Qué se trabaja en una clase de Pilates suelo

A veces se reduce el Pilates a “abdomen” o “postura”. Es una simplificación pobre. Pilates suelo trabaja el cuerpo de manera global, integrando fuerza, movilidad, control y respiración.

Control del tronco

El famoso centro o powerhouse no es solo el abdomen. Incluye la relación entre pelvis, columna, caja torácica, diafragma, suelo pélvico, musculatura profunda y respiración.

En suelo aprendemos a estabilizar el tronco mientras se mueven brazos y piernas. Esta capacidad es muy importante para proteger la zona lumbar, mejorar la postura y moverse con más seguridad.

Fuerza funcional

El Pilates Mat fortalece mucho más de lo que parece desde fuera. Trabaja abdomen, espalda, glúteos, piernas, hombros y brazos, pero lo hace desde un enfoque de control y coordinación.

No se trata solo de “sentir quemazón”. Se trata de desarrollar fuerza útil: la que necesitas para levantarte, caminar mejor, cargar peso, agacharte, girar, entrenar otras disciplinas o mantener una buena postura durante el día.

Movilidad de columna

La columna necesita fuerza, pero también movimiento. En Pilates suelo trabajamos flexión, extensión, inclinación, rotación y elongación axial, siempre de forma adaptada.

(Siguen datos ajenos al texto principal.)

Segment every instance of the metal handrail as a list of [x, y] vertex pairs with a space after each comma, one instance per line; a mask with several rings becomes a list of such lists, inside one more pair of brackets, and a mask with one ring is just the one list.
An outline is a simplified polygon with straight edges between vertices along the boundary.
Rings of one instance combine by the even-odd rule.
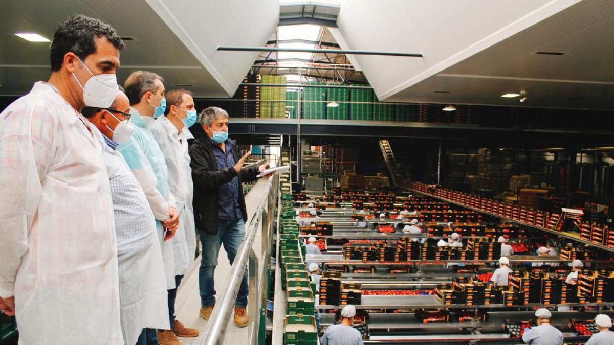
[[[268, 204], [270, 206], [274, 207], [276, 205], [275, 198], [277, 195], [278, 181], [279, 177], [277, 176], [273, 176], [268, 181], [268, 193], [266, 194], [266, 197], [263, 198], [258, 203], [254, 216], [246, 230], [245, 237], [243, 238], [243, 241], [237, 250], [235, 262], [230, 269], [226, 285], [226, 292], [216, 304], [216, 308], [204, 331], [204, 334], [206, 335], [201, 341], [200, 345], [220, 345], [223, 343], [228, 322], [232, 314], [235, 301], [239, 292], [239, 287], [248, 262], [250, 269], [255, 269], [254, 271], [257, 271], [257, 258], [255, 257], [252, 247], [258, 230], [260, 228], [260, 225], [261, 224], [265, 225], [266, 223], [267, 215], [265, 212], [265, 206]], [[263, 245], [264, 246], [264, 244]], [[256, 272], [250, 273], [250, 275], [255, 274]], [[257, 306], [259, 304], [258, 301], [260, 300], [260, 297], [255, 295], [258, 294], [259, 289], [254, 286], [258, 282], [254, 281], [254, 279], [250, 280], [252, 281], [250, 281], [251, 293], [254, 291], [254, 289], [255, 289], [256, 292], [256, 293], [250, 297], [250, 300], [251, 300], [250, 303], [256, 303], [257, 306], [252, 308], [255, 312], [252, 311], [249, 314], [250, 325], [252, 329], [249, 335], [250, 339], [246, 339], [247, 344], [251, 343], [254, 341], [254, 335], [257, 335], [257, 325], [259, 322], [254, 321], [254, 319], [256, 320], [259, 320], [260, 309]]]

Una columna rígida obliga al cuerpo a compensar. Una columna móvil pero sin control tampoco es ideal. El objetivo es encontrar un equilibrio: movilidad con soporte.

Caderas y pelvis

Muchas molestias de espalda, rodilla o incluso cuello tienen relación con una pelvis mal organizada o unas caderas rígidas. En Pilates Mat trabajamos mucho la movilidad y estabilidad de esta zona.

Aprender a diferenciar movimiento de pelvis, cadera y columna puede cambiar por completo la forma en que una persona se mueve.

Hombros y cintura escapular

Mucha gente llega con tensión en cuello y hombros. En Pilates suelo trabajamos la organización de las escápulas, la movilidad torácica y la estabilidad de los hombros para que el cuello deje de hacer trabajo que no le corresponde.

Esto suele notarse mucho en personas que pasan horas delante del ordenador o que acumulan tensión en la parte alta de la espalda.

Equilibrio y coordinación

El equilibrio no se trabaja solo de pie. También se entrena cuando el cuerpo aprende a coordinar brazos, piernas, respiración y centro en distintas posiciones.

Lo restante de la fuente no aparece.